Brasília, 23 de outubro de 2021
Divulguei, no dia 16 de outubro próximo passado, no grupo "OAB Jovem DF" no Facebook, o texto "RECUSA DE COMBATE À POBREZA MENSTRUAL MOSTRA A FACE MAIS PERVERSA DO GOVERNO BOLSONARO". [veja o texto]
Entre os vários comentários registrados destaco os seguintes:
"essa palhaçada de pobreza menstrual"
"Pobreza menstrual? Putz! Kkkkk"
"E a pobreza caganal?"
"preferiu perder tempo escrevendo esse lixo"
"Pobreza menstrual? Faltei a esta aula"
Essa questão tem sido objeto de preocupações crescentes. Ressalto a seguinte menção feita pela UNICEF (Fundo das Nações Unidas para a Infância):
"Discutir a saúde e os direitos menstruais publicamente é um dos compromissos do UNFPA e do UNICEF na resposta à pobreza menstrual, que afeta negativamente parte importante das pessoas que menstruam no país – como retrata este relatório. O tema explicita as vinculações entre a dignidade menstrual e o exercício dos direitos à água e ao saneamento adequados na escola e em casa. Os dados apresentados demonstram como, no Brasil, crianças e adolescentes que menstruam têm seus direitos à escola de qualidade, moradia digna, saúde, incluindo sexual e reprodutiva violados, quando seus direitos à água, ao saneamento e à higiene não são garantidos nos espaços em que convivem e passam boa parte de sua vida" (https://www.unicef.org/ brazil/relatorios/pobreza- menstrual-no-brasil- desigualdade-e-violacoes-de- direitos)
Trata-se, portanto, de um "assunto sério". A dor, os danos à saúde e a violação da dignidade de milhões de jovens e mulheres, no Brasil e no mundo, não admitem a formulação das “piadas” mais vis e desumanas.
As reações retratadas ganham colorido especial quando partem de jovens advogados e advogadas.
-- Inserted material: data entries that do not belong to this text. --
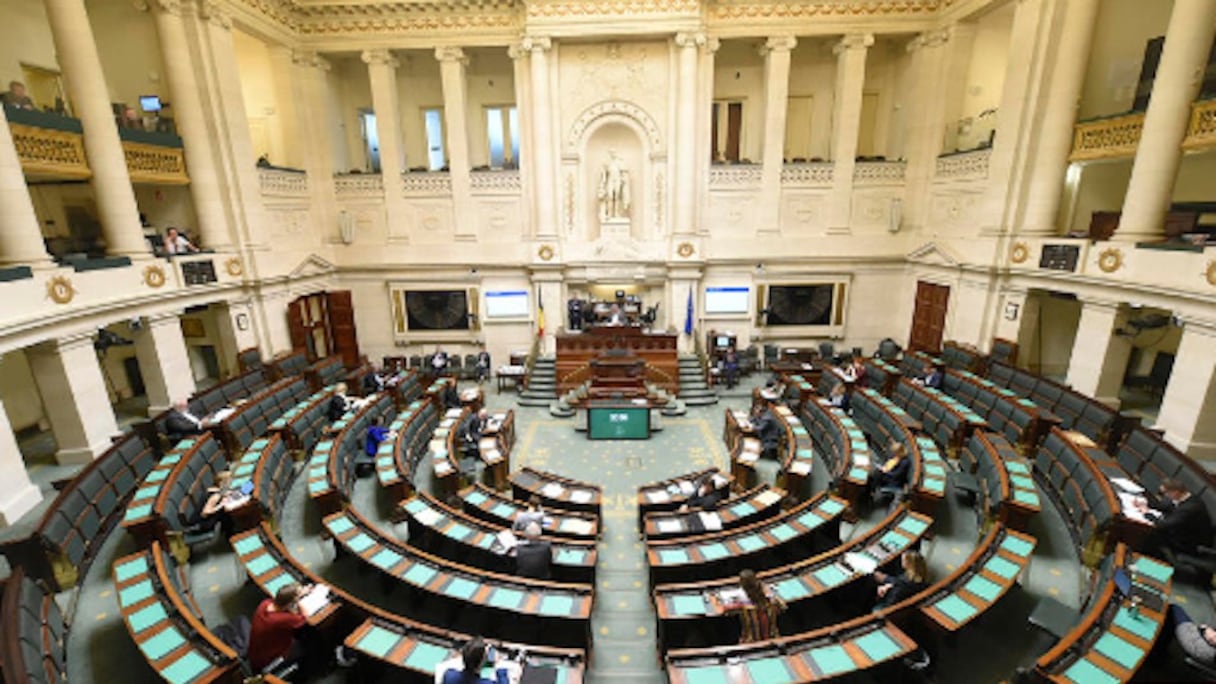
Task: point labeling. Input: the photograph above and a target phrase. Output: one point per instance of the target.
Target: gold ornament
(1110, 259)
(153, 275)
(60, 290)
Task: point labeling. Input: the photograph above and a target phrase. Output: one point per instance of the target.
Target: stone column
(1188, 41)
(925, 121)
(1189, 401)
(850, 83)
(164, 362)
(382, 73)
(21, 239)
(702, 147)
(1099, 357)
(1054, 143)
(685, 178)
(74, 397)
(90, 99)
(776, 100)
(310, 93)
(452, 73)
(544, 143)
(190, 117)
(18, 494)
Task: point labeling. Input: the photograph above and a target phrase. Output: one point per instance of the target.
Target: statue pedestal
(615, 228)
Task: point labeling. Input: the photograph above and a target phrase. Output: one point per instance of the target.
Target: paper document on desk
(315, 600)
(711, 521)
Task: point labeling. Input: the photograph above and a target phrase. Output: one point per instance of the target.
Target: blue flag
(688, 314)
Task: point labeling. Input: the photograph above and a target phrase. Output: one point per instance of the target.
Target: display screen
(507, 303)
(726, 300)
(618, 422)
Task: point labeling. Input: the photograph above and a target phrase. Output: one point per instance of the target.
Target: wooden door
(342, 328)
(929, 317)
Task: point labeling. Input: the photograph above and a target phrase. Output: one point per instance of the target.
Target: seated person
(213, 513)
(913, 577)
(272, 633)
(439, 362)
(180, 422)
(1197, 640)
(483, 365)
(176, 244)
(839, 397)
(338, 404)
(534, 556)
(533, 514)
(1182, 526)
(767, 430)
(372, 382)
(758, 614)
(473, 655)
(893, 474)
(705, 497)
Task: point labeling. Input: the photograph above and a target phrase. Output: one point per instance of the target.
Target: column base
(18, 504)
(80, 455)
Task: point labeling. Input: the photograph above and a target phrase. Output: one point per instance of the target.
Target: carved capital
(451, 54)
(309, 59)
(383, 57)
(214, 12)
(691, 39)
(536, 44)
(854, 41)
(778, 44)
Afinal, o Estatuto aponta as seguintes finalidades para a instituição OAB e para a Advocacia:
"defender a Constituição, a ordem jurídica do Estado democrático de direito, os direitos humanos, a justiça social, e pugnar pela boa aplicação das leis, pela rápida administração da justiça e pelo aperfeiçoamento da cultura e das instituições jurídicas" (art. 44, inciso I).
Essa disposição está em linha com os seguintes comandos constitucionais (arts. 1o. e 3o.):
"A República Federativa do Brasil, formada pela união indissolúvel dos Estados e Municípios e do Distrito Federal, constitui-se em Estado Democrático de Direito e tem como fundamentos: (...)
II - a cidadania;
III - a dignidade da pessoa humana;
"Constituem objetivos fundamentais da República Federativa do Brasil:
I - construir uma sociedade livre, justa e solidária;
II - garantir o desenvolvimento nacional;
III - erradicar a pobreza e a marginalização e reduzir as desigualdades sociais e regionais;
IV - promover o bem de todos, sem preconceitos de origem, raça, sexo, cor, idade e quaisquer outras formas de discriminação".
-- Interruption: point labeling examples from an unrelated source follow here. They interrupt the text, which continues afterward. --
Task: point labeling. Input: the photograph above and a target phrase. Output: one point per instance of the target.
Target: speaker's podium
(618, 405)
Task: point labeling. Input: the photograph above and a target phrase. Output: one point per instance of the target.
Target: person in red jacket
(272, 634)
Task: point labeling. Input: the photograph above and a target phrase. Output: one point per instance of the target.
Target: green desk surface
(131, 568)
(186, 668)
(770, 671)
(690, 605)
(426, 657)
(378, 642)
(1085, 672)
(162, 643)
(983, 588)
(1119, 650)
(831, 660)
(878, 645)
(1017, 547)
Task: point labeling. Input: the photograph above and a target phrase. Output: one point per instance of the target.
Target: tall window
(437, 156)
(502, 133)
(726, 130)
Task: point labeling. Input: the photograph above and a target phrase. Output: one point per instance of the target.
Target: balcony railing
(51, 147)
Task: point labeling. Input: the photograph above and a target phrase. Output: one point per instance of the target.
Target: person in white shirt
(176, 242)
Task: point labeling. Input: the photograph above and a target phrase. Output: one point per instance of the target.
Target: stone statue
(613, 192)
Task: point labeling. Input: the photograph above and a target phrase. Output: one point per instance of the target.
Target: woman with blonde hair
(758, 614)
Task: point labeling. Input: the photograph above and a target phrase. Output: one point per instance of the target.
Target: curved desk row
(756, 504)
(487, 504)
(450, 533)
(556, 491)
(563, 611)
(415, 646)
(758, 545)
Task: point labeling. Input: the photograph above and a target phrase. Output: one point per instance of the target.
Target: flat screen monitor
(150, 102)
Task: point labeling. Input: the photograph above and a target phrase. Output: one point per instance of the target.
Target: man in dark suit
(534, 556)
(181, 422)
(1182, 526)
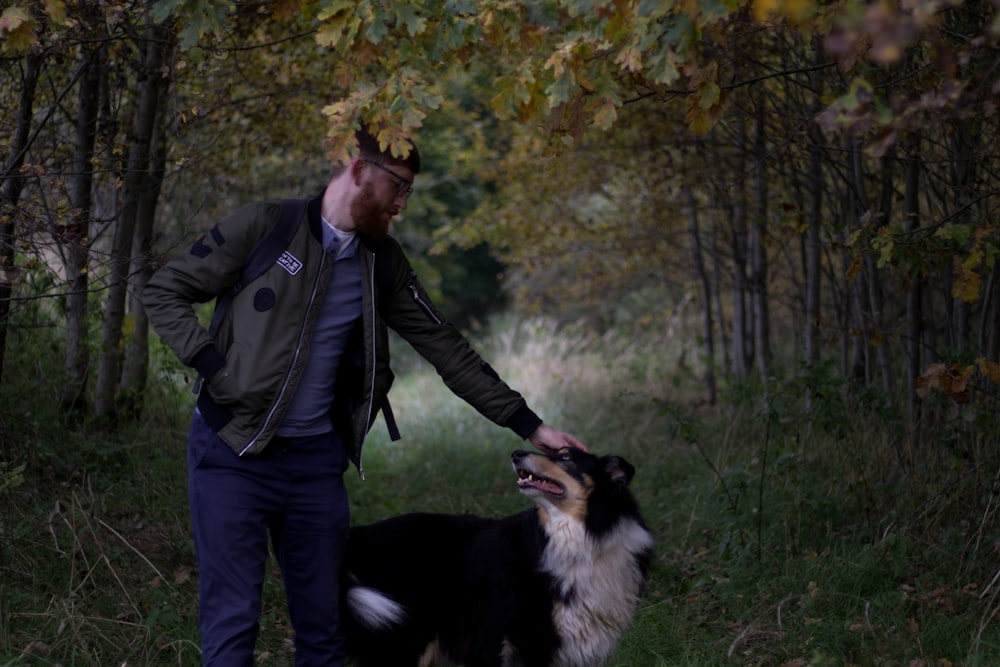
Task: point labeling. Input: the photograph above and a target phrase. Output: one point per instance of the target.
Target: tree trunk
(914, 296)
(706, 297)
(742, 337)
(75, 235)
(758, 251)
(136, 364)
(149, 82)
(11, 192)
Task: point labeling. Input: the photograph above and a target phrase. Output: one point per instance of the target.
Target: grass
(783, 537)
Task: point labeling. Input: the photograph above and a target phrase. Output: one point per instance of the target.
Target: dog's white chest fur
(599, 584)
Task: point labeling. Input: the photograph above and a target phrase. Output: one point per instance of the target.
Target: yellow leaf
(989, 368)
(762, 9)
(15, 30)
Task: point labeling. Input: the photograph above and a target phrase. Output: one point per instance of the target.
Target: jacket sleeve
(410, 312)
(205, 271)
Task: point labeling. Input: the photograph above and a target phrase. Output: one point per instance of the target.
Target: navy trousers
(293, 492)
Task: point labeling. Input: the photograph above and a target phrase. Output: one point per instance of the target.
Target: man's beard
(368, 214)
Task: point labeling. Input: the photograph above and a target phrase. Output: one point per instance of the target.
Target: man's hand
(549, 439)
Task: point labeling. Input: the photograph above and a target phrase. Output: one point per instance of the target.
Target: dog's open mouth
(527, 479)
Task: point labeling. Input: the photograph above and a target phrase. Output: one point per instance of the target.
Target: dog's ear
(620, 470)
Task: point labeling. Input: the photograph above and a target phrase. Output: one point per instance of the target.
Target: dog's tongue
(540, 484)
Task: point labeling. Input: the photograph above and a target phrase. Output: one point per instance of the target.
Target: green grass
(783, 538)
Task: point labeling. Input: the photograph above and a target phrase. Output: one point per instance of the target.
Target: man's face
(382, 196)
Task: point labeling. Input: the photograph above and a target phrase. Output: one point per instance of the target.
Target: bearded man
(291, 378)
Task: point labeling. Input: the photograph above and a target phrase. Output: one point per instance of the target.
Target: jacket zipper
(373, 328)
(419, 300)
(298, 352)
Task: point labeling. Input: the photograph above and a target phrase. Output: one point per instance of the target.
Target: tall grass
(784, 536)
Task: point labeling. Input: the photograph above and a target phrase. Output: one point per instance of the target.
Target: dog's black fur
(553, 585)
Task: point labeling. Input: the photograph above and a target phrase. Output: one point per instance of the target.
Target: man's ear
(357, 168)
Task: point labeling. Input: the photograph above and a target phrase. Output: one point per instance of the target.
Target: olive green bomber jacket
(256, 360)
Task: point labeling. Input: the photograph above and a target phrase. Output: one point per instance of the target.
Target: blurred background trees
(816, 183)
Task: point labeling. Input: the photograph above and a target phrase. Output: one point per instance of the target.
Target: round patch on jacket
(263, 299)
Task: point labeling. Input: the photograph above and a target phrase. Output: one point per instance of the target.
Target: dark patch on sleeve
(263, 299)
(486, 368)
(200, 248)
(217, 236)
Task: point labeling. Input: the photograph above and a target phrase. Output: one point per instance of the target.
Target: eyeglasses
(403, 187)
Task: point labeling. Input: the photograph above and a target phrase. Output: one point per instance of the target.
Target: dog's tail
(373, 609)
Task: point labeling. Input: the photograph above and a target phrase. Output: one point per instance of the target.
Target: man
(293, 380)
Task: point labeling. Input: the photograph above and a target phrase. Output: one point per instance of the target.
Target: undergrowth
(786, 535)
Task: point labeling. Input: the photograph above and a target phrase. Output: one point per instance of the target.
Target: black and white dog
(557, 584)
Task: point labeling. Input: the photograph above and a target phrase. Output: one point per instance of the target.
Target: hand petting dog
(549, 439)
Obviamente, como não sou dono da verdade, posso estar redondamente enganado em relação aos aspectos técnico-orçamentários apresentados no texto referido. Não me parece, sobretudo com a edição, a título de exemplo, da Lei n. 14.223, de 18 de outubro de 2021, pelo Presidente da República. Ali foram anuladas (de várias despesas) e realocadas (para outras despesas) dotações orçamentárias num montante de quase um bilhão de reais.
Mas a contraposição exige um respeitoso debate de ideias. Não é possível ou razoável construir uma sociedade com base na violência física ou simbólica, xingamentos e desqualificações rasteiras. Imagina-se o exercício da advocacia nessas bases. Onde chegará o advogado ou advogada, e os direitos de seus clientes, com esses comportamentos?
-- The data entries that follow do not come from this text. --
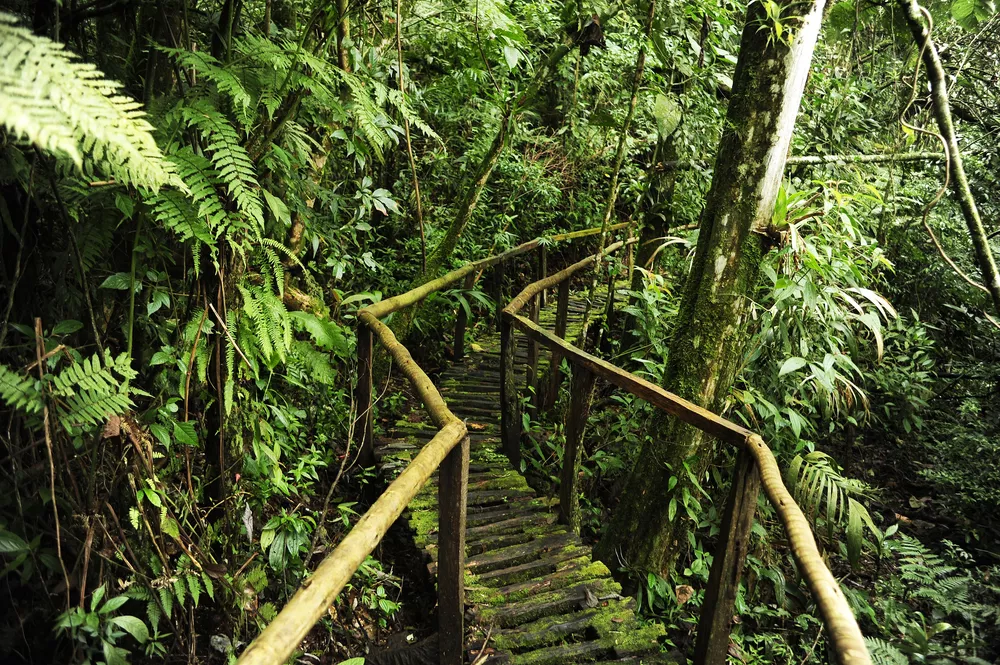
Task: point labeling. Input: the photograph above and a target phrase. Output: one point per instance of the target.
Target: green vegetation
(196, 200)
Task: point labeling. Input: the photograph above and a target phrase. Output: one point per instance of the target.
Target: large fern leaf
(67, 107)
(230, 158)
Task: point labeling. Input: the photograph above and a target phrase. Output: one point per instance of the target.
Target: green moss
(590, 571)
(535, 606)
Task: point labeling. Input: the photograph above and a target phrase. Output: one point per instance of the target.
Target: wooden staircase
(535, 594)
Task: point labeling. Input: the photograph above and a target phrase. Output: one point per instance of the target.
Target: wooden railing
(755, 466)
(447, 451)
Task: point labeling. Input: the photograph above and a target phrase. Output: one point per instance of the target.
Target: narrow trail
(531, 585)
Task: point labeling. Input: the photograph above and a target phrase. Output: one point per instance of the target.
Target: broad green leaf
(792, 364)
(668, 115)
(113, 604)
(185, 433)
(169, 526)
(133, 625)
(278, 208)
(854, 531)
(266, 538)
(119, 281)
(10, 543)
(67, 327)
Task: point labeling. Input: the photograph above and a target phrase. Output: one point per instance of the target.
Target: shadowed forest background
(196, 198)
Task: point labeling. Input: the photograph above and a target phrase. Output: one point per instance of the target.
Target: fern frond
(67, 107)
(223, 77)
(19, 392)
(230, 158)
(883, 653)
(816, 481)
(315, 365)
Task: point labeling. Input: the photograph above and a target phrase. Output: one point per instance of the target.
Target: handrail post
(531, 370)
(543, 271)
(462, 320)
(363, 428)
(510, 405)
(555, 375)
(496, 290)
(724, 578)
(609, 312)
(453, 486)
(576, 424)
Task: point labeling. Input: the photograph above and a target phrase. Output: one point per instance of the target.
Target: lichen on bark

Uma coisa é certa, a título de fecho dessas linhas, a profissão da liberdade, também é a profissão da solidariedade social e da empatia (na fórmula da "justiça social" expressamente posta no Estatuto da OAB). Não pode, e não deve, o advogado e a advogada, permanecer insensível diante da marcha, como infelizmente se observa na atual quadra da sociedade brasileira, dos preconceitos, dos arbítrios e das desigualdades.
"Se você sente dor, você está vivo. Se você sente a dor das outras pessoas, você é um ser humano" (pensamento normalmente atribuído a Leon Tolstói).
"Ame o seu próximo como a si mesmo" (frase atribuída a Jesus Cristo em Mateus 22:39).